Правда, позднейшая, уже губернская идентичность 18-19 вв. в целом состоялась и задала условную традицию. Однако границы губерний существовали не столь долго с исторической точки зрения. В советское время появились новые факторы, смешавшие региональные идентичности, - новые изменения границ (цикл «укрупнение – разукрупнение»), мощные миграционные потоки из деревни в город (плавильный котел!) и с запада на восток, насильственные миграции. Советская власть сделала ставку на резкую урбанизацию вместо диффузной индустриализации, сохранившей в европейских странах мелкогородскую систему расселения с ее региональным консерватизмом. Население адаптировалось к новым границам (сложившимся к 1950-м годам) и по привычке приняло новую региональную идентичность, как обычно основанную на административной сетке, придуманной государством.

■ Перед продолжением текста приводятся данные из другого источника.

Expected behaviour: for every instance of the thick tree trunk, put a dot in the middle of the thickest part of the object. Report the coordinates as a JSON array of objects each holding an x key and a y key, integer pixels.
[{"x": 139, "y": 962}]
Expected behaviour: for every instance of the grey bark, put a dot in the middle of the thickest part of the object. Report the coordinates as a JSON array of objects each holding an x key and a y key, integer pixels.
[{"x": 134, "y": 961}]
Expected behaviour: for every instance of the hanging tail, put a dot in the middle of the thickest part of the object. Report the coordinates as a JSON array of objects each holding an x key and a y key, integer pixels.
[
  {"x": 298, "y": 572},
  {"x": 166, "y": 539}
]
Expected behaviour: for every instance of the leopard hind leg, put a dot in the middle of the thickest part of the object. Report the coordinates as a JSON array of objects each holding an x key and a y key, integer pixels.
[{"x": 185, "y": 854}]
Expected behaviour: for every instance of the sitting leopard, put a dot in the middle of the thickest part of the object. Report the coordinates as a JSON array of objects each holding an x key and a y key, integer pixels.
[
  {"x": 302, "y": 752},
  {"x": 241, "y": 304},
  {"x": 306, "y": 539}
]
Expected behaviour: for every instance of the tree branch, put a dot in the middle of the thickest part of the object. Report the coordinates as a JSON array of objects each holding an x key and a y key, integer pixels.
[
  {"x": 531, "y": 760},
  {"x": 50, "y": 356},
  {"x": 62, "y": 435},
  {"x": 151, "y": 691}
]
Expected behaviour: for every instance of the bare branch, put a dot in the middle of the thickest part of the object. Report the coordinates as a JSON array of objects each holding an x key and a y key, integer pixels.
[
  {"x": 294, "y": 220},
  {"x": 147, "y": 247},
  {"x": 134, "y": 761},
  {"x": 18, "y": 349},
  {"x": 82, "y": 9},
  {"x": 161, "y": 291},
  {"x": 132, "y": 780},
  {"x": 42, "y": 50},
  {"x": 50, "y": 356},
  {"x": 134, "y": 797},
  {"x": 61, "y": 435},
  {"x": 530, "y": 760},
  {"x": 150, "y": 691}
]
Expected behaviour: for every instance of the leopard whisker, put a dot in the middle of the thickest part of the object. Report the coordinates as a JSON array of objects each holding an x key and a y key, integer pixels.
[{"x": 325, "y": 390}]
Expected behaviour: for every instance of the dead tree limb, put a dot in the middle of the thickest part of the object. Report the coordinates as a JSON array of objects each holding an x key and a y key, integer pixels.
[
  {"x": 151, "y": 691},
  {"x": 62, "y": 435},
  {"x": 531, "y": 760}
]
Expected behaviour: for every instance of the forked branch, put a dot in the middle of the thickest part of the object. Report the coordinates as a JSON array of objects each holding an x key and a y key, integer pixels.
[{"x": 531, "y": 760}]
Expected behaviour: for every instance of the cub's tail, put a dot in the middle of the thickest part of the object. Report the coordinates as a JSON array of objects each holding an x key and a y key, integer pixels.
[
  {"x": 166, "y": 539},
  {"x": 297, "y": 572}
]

Хотя определенная историческая конгруэнтность все-таки есть. Но она носит не площадной, а скорее точечный характер. В пустынном поляризованном пространстве устойчивы центры – своеобразные маяки-ориентиры. Все-таки 39 из нынешних 55 краевых и областных столиц существовали в этом качестве до революции. Горстка центров была когда-то и княжескими столицами. Вот только границы регионов, подчиненных этим центрам, могли сильно меняться. Региональный патриотизм – это явление, более характерное для исторических центров. Периферия же много раз меняла свою формальную региональную привязку. В конечном итоге региональный патриотизм в нынешних русских регионах не столь опасен с точки зрения «политического резонанса», что показывают примеры избрания губернаторами «варягов» в самых казалось бы «гордых» регионах – в одной из сибирских столиц Красноярске, в древней и принципиально «антимосковской» Твери.

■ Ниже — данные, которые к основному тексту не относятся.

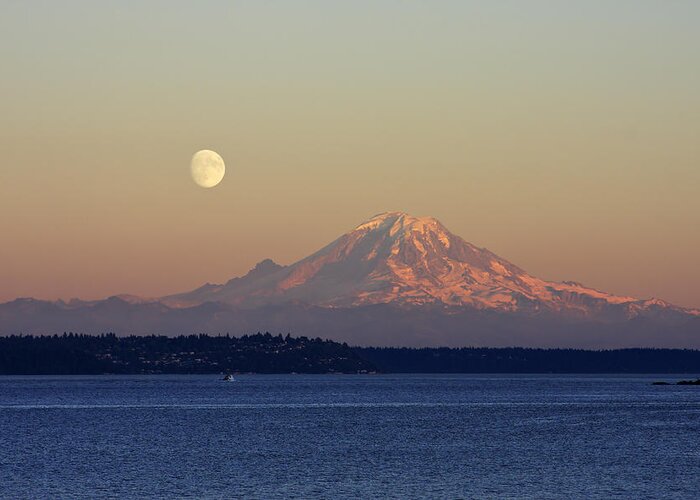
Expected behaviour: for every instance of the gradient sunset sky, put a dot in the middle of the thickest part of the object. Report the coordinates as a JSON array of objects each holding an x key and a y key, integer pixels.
[{"x": 563, "y": 136}]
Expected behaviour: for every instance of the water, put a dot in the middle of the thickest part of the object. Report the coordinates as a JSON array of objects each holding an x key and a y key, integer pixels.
[{"x": 401, "y": 436}]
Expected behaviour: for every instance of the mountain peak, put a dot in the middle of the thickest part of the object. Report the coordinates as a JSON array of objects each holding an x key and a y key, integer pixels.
[
  {"x": 399, "y": 222},
  {"x": 398, "y": 258}
]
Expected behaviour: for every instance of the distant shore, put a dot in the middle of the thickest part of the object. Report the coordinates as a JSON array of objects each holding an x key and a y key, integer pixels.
[{"x": 79, "y": 354}]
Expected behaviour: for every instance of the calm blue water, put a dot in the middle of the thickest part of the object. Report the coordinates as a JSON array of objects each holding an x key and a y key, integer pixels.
[{"x": 400, "y": 436}]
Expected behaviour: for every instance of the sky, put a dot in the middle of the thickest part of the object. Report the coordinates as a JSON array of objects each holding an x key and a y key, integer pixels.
[{"x": 563, "y": 136}]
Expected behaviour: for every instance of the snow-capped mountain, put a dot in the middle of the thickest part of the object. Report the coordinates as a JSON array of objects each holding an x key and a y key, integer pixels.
[
  {"x": 393, "y": 280},
  {"x": 395, "y": 258}
]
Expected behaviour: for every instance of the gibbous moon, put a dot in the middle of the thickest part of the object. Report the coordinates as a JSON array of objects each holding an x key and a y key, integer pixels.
[{"x": 207, "y": 168}]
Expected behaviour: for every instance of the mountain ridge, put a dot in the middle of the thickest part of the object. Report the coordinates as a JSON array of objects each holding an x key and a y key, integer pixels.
[{"x": 394, "y": 279}]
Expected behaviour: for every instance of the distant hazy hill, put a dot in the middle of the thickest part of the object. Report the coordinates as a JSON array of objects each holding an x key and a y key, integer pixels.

Конгруэнтность представляет значительно более сложную и уже реально угрожающую территориальной целостности проблему в своем этноконфессиональном аспекте. Унаследованная нами советская система национальных автономий – это, конечно, прекрасный пример конгруэнтности, столь же прекрасно отягощенный побочными проблемами (Зорин, 1996). За счет северных территорий получилось так, что национально-территориальные образования занимают более половины теперешней российской территории (в то же время в них проживает около 18% населения). В России насчитываются 42 этноса с автономией первого порядка (без автономии остались народы других бывших союзных республик, немцы, а также самые мелкие и дисперсно расселенные народы).

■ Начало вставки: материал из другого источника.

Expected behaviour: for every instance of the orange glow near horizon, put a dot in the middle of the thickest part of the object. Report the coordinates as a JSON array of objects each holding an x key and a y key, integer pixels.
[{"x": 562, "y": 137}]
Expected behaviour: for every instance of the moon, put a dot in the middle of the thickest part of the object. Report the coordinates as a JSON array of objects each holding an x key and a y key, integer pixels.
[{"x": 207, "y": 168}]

Ограничители для «этнополитического резонанса» тем не менее есть, ими являются дисперсность и анклавность. Российское пространство таково, что поделить его на аккуратные этнические ареалы невозможно. Расселение этнических групп дисперсно. Распространена ситуация, когда в национальной автономии преобладает русское население, или когда основная часть титульного этноса проживает за пределами своей автономии. Последнее, например, справедливо для татар. Кроме того, 11 республик из 21 не имеет внешних границ. Наконец, большинство республик способно претендовать только на статус экономически неразвитых карликовых государств, что в отсутствие щедрых спонсоров поставит их перед проблемой элементарного выживания. Отсюда еще один российский парадокс: подавляющее большинство национальных автономий не имеет серьезных перспектив в случае выхода из состава России, но имеет отличные возможности для торга с центром по поводу внутрироссийского статуса (Солник, 1995).